Low Complexity Proto-Value Function Updating with Incremental Slow Feature Analysis. Luciw, Schmidhuber. EWRL 2012.

  1. Paper uses incremental (as opposed to batch) slow feature analysis (IncSFA) for learning proto-value functions
  2. POMDP paper
  3. “Since they [proto-value functions] provide a good basis for learning different reward functions, they are good building blocks for general reinforcement learning.”
  4. Uses TD to do VFA on top of the features developed by ISFA
  5. A previous work (Sprekeler 2011, in my reading list) “… showed how SFA can be considered a function approximation to learning PVFs [proto-value functions] (…), so slow features (SFs) can have the same set of beneficial properties for representation learning for general RL .”
  6. “In this paper, we show how IncSFA can be used as a low complexity method for an autonomous RL agent to learn features of a spectral (graph)-embedding of its environment, which it experiences indirectly through high-dimensional observations (images).”
  7. Goal is to find a set of basis functions that can represent the value function well over a wide class of reward functions
  8. <I am confused as it says phi makes up the basis functions for estimating value, but then t says phi maps the observation vector x to y – I guess there is another dot product somewhere that turns y into a scalar?>
  9. Proto-value functions are intended to “… capture global dynamic characteristics of the MDP in a low dimensional space.”  The idea is to find some basis that preserves distance between states.
  10. In Proto-reinforcement learning, the basis comes from the graph Laplacian
  11. SFA has a slightly different approach which is to look for ways of weighing the basis functions so that the output signal changes slowly
  12. Equivalence of PVFs and SFs. [their emphasis] Sprekeler (2011) showed that two objectives, of SFA (slowness) and LEM [Laplacian EigenMap] (nearness), are mathematically equivalent under some reasonable (i.e., when we collect data from a random walk on an MDP) assumptions.  For intuition, note that saying two observations have a high probability of being successive in time is another way of saying that the two underlying states have a high probability of being connected  In the LEM formulation, the neighbor relationships are explicit (through the adjacency matrix), but in SFA’s they are implicit (through temporal succession).”
  13. [Immediately next paragraph] “Note that SFA additionally depends on function space F.  The main reason the slow features (SFs) are approximations of the PVFs is due to this function space, and what information it captures and what information it lacks.”

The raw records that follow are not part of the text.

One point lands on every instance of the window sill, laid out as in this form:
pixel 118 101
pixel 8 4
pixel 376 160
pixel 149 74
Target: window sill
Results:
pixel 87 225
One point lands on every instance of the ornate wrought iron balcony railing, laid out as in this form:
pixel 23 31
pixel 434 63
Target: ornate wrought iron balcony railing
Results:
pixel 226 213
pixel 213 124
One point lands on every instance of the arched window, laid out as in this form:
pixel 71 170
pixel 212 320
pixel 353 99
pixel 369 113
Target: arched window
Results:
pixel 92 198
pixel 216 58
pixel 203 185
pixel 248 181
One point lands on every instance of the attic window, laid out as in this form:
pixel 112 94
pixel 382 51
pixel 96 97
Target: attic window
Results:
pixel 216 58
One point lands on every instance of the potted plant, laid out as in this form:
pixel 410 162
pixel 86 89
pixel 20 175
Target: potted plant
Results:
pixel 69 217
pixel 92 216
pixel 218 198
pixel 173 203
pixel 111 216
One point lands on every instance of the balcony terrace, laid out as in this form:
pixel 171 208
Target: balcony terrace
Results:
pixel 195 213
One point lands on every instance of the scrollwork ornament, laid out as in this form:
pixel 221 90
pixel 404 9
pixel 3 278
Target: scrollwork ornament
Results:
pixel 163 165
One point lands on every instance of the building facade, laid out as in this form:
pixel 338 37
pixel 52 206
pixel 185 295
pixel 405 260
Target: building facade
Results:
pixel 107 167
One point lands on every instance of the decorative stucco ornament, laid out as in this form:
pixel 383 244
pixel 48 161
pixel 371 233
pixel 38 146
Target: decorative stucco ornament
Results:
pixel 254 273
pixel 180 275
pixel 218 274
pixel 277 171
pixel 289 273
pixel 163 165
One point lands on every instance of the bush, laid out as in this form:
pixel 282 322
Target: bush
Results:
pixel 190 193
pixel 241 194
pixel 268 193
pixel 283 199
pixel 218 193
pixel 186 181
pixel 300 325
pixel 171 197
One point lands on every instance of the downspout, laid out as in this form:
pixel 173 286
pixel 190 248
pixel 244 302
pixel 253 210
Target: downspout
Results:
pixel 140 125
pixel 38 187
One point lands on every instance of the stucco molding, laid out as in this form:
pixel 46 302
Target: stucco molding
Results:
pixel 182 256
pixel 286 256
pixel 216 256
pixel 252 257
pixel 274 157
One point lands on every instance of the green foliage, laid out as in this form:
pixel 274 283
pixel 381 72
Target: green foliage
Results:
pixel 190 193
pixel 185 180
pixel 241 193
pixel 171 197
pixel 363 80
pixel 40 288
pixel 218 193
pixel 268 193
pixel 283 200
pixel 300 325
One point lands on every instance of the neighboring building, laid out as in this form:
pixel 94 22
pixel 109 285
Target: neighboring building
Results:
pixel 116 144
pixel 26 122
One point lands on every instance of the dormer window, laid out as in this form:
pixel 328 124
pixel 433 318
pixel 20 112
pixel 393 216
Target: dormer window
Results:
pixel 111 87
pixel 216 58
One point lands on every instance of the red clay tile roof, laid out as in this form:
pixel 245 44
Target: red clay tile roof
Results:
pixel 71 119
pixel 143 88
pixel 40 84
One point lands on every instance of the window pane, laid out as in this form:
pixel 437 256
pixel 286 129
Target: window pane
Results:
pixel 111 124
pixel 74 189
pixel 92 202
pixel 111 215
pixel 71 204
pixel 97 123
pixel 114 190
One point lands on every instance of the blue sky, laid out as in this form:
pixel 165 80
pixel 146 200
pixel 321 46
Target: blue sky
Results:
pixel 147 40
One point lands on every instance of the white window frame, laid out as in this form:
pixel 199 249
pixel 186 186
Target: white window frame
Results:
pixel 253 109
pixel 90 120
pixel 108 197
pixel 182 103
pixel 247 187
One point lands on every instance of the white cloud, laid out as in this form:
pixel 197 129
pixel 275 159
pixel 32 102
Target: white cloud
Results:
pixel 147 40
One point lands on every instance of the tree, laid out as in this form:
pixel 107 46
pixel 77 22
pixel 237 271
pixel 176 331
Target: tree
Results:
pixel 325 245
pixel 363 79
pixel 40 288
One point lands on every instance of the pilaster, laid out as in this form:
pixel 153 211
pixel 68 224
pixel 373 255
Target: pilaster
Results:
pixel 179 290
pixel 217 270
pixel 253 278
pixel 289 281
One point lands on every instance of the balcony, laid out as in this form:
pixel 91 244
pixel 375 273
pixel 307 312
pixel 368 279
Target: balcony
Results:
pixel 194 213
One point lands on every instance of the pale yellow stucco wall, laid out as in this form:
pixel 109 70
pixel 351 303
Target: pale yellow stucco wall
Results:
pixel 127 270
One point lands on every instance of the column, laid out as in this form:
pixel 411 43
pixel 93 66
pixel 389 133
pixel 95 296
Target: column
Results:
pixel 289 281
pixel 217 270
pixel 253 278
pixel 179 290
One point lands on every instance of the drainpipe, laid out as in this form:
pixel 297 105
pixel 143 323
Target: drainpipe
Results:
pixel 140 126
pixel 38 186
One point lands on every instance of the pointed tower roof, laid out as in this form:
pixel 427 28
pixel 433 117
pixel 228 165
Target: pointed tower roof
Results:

  14. IncSFA doesn’t build a covariance matrix, even for temporary use between data points
  15. The math ends up approximating the Laplacian according to a random walk
  16. IncSFA is much more computationally efficient than Laplacian EigenMap or batch SFA – in these two the computation is dominated by the Eigen decomposition, which is cubic
  17. On the other hand, as a batch method it uses each data point less efficiently
  18. The first experiment is a 20-state chain where the state representation is a zero-vector of length 20, with the current state changing value to a 1.
    1. Features extracted after training is very similar to Laplacian EigenMap (basically sinusoids that are slightly time-shifted but of very similar wavelength)
    2. The learning times, are very long, however – on the order of 10,000 or 20,000 samples
    3. <I don’t think they mention the basis functions used here>
  19. The second experiment is a 2D task with nonstationary reward.
  20. <In both experiments actions are taken randomly, so would exponential experience to get adequate coverage in some domains.>
  21. The third experiment is another 2d navigation task. Again embedding of Laplacian EigenMap looks essentially the same as IncSFA
  22. “The slow features are approximately proto-value functions, therefore graphical embedding can be done with linear complexity via IncSFA without constructing a graph (or a covariance matrix).”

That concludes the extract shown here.